Po 50 latach udało się znaleźć rzadki typ gwiazd podwójnych
Astronomowie z Center for Astrophysics w końcu zaobserwowali nowy typ gwiazdy podwójnej, której istnienie przewidziano przed 50 laty. Obserwacje są ostatecznym potwierdzeniem teorii dotyczących powstawania i ewolucji tego rzadkiego typu gwiazd. To brakujące ogniwo ewolucyjne tworzenia się gwiazd podwójnych. Od dawna go szukaliśmy, mówi główny autor badań, Kareem El-Badry.
Gdy gwiazda z ciągu głównego kończy życie, staje się białym karłem. To gęste obiekty, pozbawione zewnętrznych warstw jądra gwiazd, powstające po wypaleniu się paliwa. Znamy też białe karły o ekstremalnie małych masach (ELM). Z obliczeń wynika jednak, że proces powstawania takiego karła trwałby dłużej niż istnieje wszechświat. Dlatego też naukowcy stwierdzili, że białe karły ELM nie mogą istnieć samodzielnie - wszechświat jest na to zbyt młody. Zgodnie z obowiązującymi teoriami tego typu obiekty mogą powstawać jedynie w układach podwójnych, gdy mają towarzysza na ciasnej orbicie. Towarzysza, który pozbawi je materii, zamieniając w białego karła o bardzo niskiej masie. I rzeczywiście, wszystkie znane nam białe karły o ekstremalnie niskich masach występują w układach podwójnych.
Teorii tej brakowało jednak istotnego elementu. Znamy bowiem układy kataklizmicznych (zmienne kataklizmiczne), kiedy to standardowy biały karzeł wysysa materię z mniej masywnej gwiazdy ciągu głównego (gwiazdy podobnej do Słońca) oraz układy podwójne składające się ze standardowego białego karła i białego karła o ekstremalnie niskiej masie.
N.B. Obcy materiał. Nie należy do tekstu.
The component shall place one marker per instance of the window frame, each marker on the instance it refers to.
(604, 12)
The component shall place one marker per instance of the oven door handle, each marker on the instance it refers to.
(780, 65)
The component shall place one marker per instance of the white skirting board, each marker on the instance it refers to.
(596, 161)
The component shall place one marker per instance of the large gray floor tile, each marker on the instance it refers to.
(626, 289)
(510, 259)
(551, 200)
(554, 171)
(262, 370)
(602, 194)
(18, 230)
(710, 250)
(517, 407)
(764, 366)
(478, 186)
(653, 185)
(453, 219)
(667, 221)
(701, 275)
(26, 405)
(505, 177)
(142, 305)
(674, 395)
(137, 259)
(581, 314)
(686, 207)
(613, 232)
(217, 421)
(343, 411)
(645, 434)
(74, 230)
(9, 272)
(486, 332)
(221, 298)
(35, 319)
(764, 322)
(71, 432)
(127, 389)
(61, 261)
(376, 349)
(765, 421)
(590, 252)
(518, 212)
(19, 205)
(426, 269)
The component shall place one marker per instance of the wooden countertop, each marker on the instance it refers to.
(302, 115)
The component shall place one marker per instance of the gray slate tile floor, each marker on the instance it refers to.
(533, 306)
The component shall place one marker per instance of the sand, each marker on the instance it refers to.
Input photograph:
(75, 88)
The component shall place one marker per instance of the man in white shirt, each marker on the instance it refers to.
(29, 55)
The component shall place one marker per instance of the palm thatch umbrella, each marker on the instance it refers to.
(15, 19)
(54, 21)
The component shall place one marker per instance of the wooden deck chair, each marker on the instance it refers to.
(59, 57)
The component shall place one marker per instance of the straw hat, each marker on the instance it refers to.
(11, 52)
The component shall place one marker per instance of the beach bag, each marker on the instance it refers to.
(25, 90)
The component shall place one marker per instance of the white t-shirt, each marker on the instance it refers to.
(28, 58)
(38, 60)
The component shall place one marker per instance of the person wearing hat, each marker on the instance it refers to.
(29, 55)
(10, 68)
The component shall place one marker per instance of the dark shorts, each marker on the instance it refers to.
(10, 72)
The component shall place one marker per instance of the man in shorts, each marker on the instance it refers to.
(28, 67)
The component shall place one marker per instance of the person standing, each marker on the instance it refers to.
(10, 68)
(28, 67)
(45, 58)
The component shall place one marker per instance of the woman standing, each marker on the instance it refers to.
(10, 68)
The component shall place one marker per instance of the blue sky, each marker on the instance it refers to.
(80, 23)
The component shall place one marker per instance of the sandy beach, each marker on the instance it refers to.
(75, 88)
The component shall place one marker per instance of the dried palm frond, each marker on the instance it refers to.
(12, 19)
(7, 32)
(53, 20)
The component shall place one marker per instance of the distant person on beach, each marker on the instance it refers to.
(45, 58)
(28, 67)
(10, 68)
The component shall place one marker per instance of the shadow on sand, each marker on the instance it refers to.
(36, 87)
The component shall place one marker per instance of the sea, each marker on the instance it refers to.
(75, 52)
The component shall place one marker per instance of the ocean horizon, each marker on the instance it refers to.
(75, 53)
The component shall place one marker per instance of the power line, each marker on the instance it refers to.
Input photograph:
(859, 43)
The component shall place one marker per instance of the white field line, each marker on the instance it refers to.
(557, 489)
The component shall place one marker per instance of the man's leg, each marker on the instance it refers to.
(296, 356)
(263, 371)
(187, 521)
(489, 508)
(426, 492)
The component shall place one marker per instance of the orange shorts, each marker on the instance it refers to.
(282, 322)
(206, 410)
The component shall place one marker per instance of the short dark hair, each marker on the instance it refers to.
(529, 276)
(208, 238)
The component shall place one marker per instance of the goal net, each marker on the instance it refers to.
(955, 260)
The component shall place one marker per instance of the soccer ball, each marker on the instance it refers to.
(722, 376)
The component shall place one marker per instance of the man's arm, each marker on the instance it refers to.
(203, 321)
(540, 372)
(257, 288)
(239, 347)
Jeśli zaś teoria o powstawaniu białych karłów ELM jest prawdziwa, powinniśmy zaobserwować formę przejściową – gwiazdę, która utraciła większość materii na rzecz towarzyszącego jej białego karła i niemal stała się białym karłem ELM.
W ubiegłym roku El-Badry postanowił poszukać w dostępnych danych takich właśnie protoplastów białych karłów ELM. Wykorzystał dane z teleskopu Gaia Europejskiej Agencji Kosmicznej oraz Zwicky Transient Facility na Kalifornijskim Instytucie Technologii. Wśród miliarda gwiazd znalazł 50 potencjalnych kandydatów na układy podwójne z białym karłem ELM. Gdyby nie projekty takie jak Zwicky Transient Facility i Gaia, przy których pracują setki osób, moja praca w ogóle nie byłaby możliwa, dodaje uczony.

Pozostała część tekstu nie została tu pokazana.